Christine Westermann (born 2 December 1948 in Erfurt) is a German television and radio host, journalist and author.

== Radio and television career ==
Westermann grew up in Mannheim. After finishing her Abitur she did an editorial traineeship at Mannheimer Morgen and attended the Deutsche Journalistenschule (German Journalism School) in Munich. Starting in 1972, she worked as a freelance journalist for several radio and TV stations, produced films and reports and moderated the Drehscheibe (TV show)|drehscheibe on ZDF. In 1983 she switched to WDR and moderated the Aktuelle Stunde (TV show)|Aktuelle Stunde until 2002, from 1987 on together with Frank Plasberg.

Since 1996 Westermann has been moderating the show Zimmer frei! (TV show)|Zimmer frei! together with Götz Alsmann, in which an alternating famous "roommate" will be challenged with unusual tasks and games. Westermann and Alsmann called the format a "children's birthday party for celebrities". For their work with Zimmer frei! the duo has been awarded with the Adolf-Grimme-Preis in 2000.
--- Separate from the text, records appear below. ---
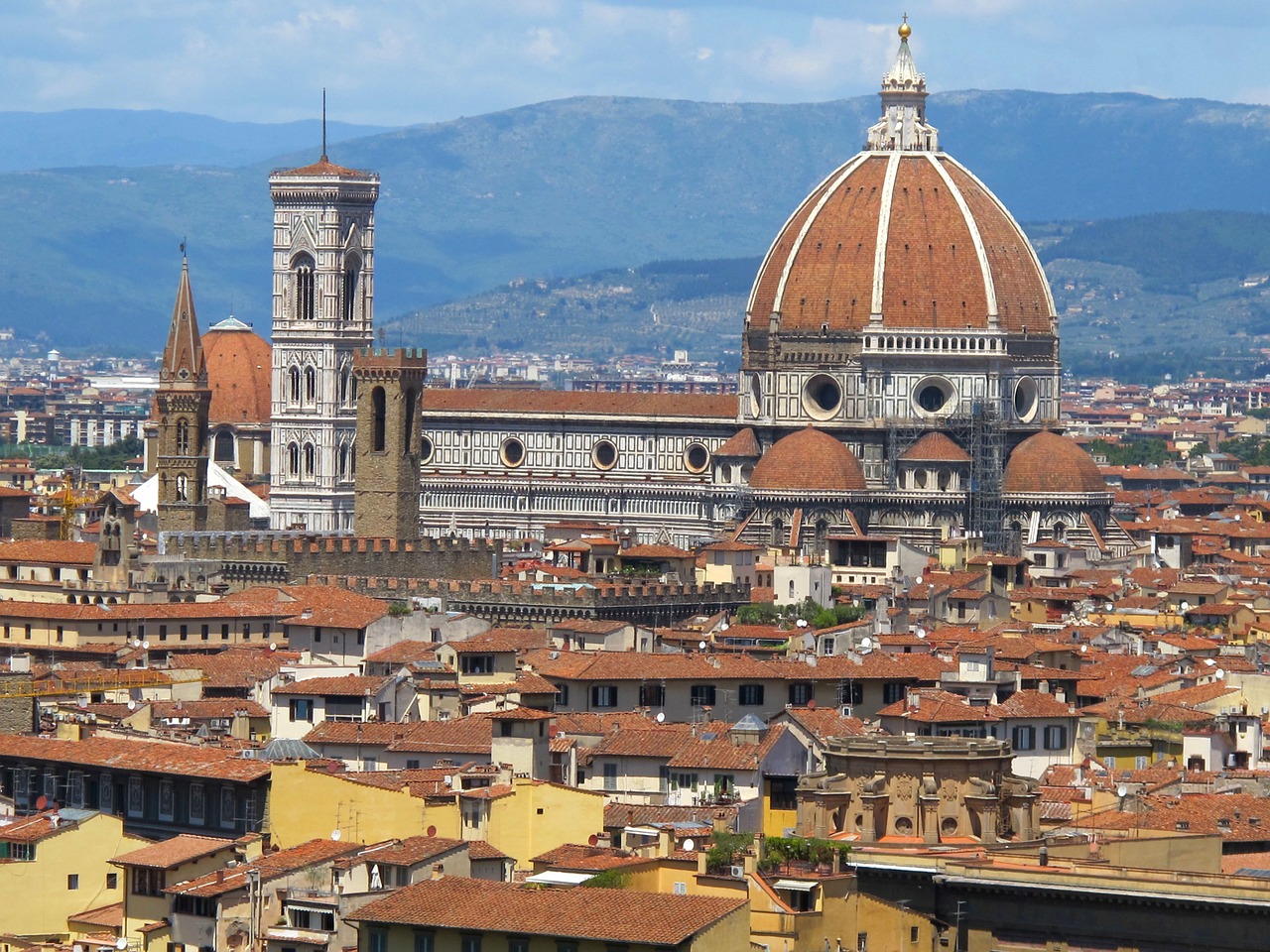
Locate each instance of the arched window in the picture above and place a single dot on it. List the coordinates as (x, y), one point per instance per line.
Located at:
(303, 266)
(352, 286)
(223, 447)
(412, 407)
(379, 411)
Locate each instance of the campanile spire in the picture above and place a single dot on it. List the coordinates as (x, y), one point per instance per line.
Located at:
(903, 125)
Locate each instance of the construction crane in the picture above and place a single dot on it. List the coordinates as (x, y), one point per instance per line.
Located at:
(70, 500)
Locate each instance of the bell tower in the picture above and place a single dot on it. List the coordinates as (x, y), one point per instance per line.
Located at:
(322, 294)
(389, 445)
(183, 400)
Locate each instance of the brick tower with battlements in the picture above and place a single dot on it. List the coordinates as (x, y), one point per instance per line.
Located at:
(389, 442)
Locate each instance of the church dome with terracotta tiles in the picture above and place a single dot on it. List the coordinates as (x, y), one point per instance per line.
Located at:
(238, 373)
(1048, 462)
(808, 461)
(902, 236)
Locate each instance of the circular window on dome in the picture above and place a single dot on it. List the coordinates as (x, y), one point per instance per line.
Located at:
(934, 395)
(822, 397)
(697, 457)
(603, 454)
(512, 452)
(756, 395)
(1026, 399)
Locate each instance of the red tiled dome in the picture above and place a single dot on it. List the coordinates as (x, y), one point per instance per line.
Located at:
(1052, 463)
(952, 255)
(808, 461)
(238, 372)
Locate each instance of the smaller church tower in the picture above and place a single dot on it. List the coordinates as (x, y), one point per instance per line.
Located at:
(183, 402)
(389, 442)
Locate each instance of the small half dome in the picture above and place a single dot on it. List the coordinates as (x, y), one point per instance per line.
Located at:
(1052, 463)
(808, 461)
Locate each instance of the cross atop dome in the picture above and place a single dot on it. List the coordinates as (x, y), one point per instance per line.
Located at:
(903, 125)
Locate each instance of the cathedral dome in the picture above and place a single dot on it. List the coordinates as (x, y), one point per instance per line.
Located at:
(1048, 462)
(808, 461)
(902, 236)
(238, 373)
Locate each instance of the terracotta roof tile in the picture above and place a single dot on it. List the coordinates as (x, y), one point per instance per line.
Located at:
(603, 915)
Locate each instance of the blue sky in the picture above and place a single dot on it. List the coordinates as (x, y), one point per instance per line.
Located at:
(408, 61)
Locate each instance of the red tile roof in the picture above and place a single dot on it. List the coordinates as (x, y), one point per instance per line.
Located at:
(598, 914)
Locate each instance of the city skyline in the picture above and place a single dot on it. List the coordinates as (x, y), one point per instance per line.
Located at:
(404, 62)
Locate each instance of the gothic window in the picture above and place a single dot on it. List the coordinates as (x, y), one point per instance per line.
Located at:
(412, 405)
(379, 411)
(223, 447)
(352, 275)
(305, 290)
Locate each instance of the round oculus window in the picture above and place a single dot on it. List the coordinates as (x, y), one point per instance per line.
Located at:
(697, 457)
(512, 452)
(603, 454)
(1026, 399)
(756, 395)
(822, 397)
(933, 395)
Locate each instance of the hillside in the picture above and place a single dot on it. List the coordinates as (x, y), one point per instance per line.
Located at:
(578, 185)
(1137, 298)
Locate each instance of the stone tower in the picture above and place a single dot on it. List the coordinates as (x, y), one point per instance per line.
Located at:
(389, 442)
(183, 400)
(322, 293)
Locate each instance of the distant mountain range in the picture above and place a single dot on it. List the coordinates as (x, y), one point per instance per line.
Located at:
(556, 189)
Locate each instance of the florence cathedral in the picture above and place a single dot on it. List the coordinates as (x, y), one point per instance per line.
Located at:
(899, 381)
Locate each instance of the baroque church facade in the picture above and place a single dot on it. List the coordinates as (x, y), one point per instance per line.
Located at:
(899, 379)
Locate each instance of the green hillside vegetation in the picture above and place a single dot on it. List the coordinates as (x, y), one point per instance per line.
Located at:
(568, 188)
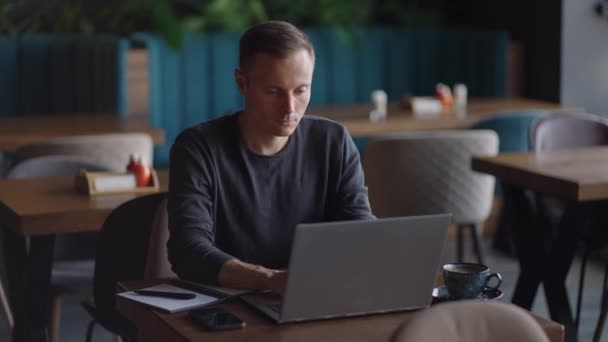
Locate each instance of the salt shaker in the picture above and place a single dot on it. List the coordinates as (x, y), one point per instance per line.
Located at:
(460, 95)
(379, 102)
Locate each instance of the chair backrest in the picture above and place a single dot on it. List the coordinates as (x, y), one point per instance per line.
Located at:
(157, 262)
(111, 150)
(562, 131)
(122, 252)
(471, 321)
(430, 172)
(512, 128)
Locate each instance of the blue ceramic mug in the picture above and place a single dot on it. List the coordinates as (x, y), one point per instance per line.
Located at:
(467, 281)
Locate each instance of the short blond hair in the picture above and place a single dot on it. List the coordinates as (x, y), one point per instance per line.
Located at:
(276, 38)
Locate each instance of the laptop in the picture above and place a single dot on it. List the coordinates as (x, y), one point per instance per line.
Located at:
(351, 268)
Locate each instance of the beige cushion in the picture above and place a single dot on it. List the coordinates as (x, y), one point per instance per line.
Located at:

Westermann also works as a host for the German radio station WDR 2, where she presents – rotating with her colleagues – the Montalk (Monday talk) and on Sundays the Buchtipp (Book tip). In 2010 she was awarded with the German Radio prize (Deutscher Radiopreis) in the category Best Interview.

== Writer ==
In 1999 Christine Westermann published her first book Baby, when will you marry me? – A novel from the jungle of relationships (German title: Baby, wann heiratest du mich?). One year later her second book I think he dropped (me). Stories out of the real life (German: Ich glaube, er hat Schluss gemacht. Geschichten aus dem richtigen Leben) followed. In collaboration with Jörg Thadeusz she published the 2008 book Invitation for dance – a twosome story (German: Aufforderung zum Tanz – Eine Zweiergeschichte), a correspondence between two journalists.

== Personal life ==
Between 1990 and 2000 Westermann had a secondary residence in San Francisco, where she worked as a freelance correspondent. During that time she shuttled regularly between the US and her workplace in Cologne. Since June 2000 Westermann has been married to corporate consultant Jochen Baller, who is also her agent. They live in Cologne.

== Novels ==
- Baby, wann heiratest du mich?, Kiepenheuer und Witsch, Köln 1999, ISBN 3-462-03676-9 (1999)
- Ich glaube, er hat Schluss gemacht, Kiepenheuer und Witsch, Köln 2000, ISBN 3-462-02959-2 (2000)
- Aufforderung zum Tanz (2008), Kiepenheuer und Witsch, Köln 2008, ISBN 3-462-03677-7 (2009) – in collaboration with Jörg Thadeusz
- Karneval. Bilder und Geschichten, Kiepenheuer & Witsch, Köln 2009, ISBN 978-3-462-03818-7 (2009) – in collaboration with Stefan Worring
- Da geht noch was: Mit 65 in die Kurve, Kiepenheuer & Witsch, Köln 2013, ISBN 3-462-04561-X (2013).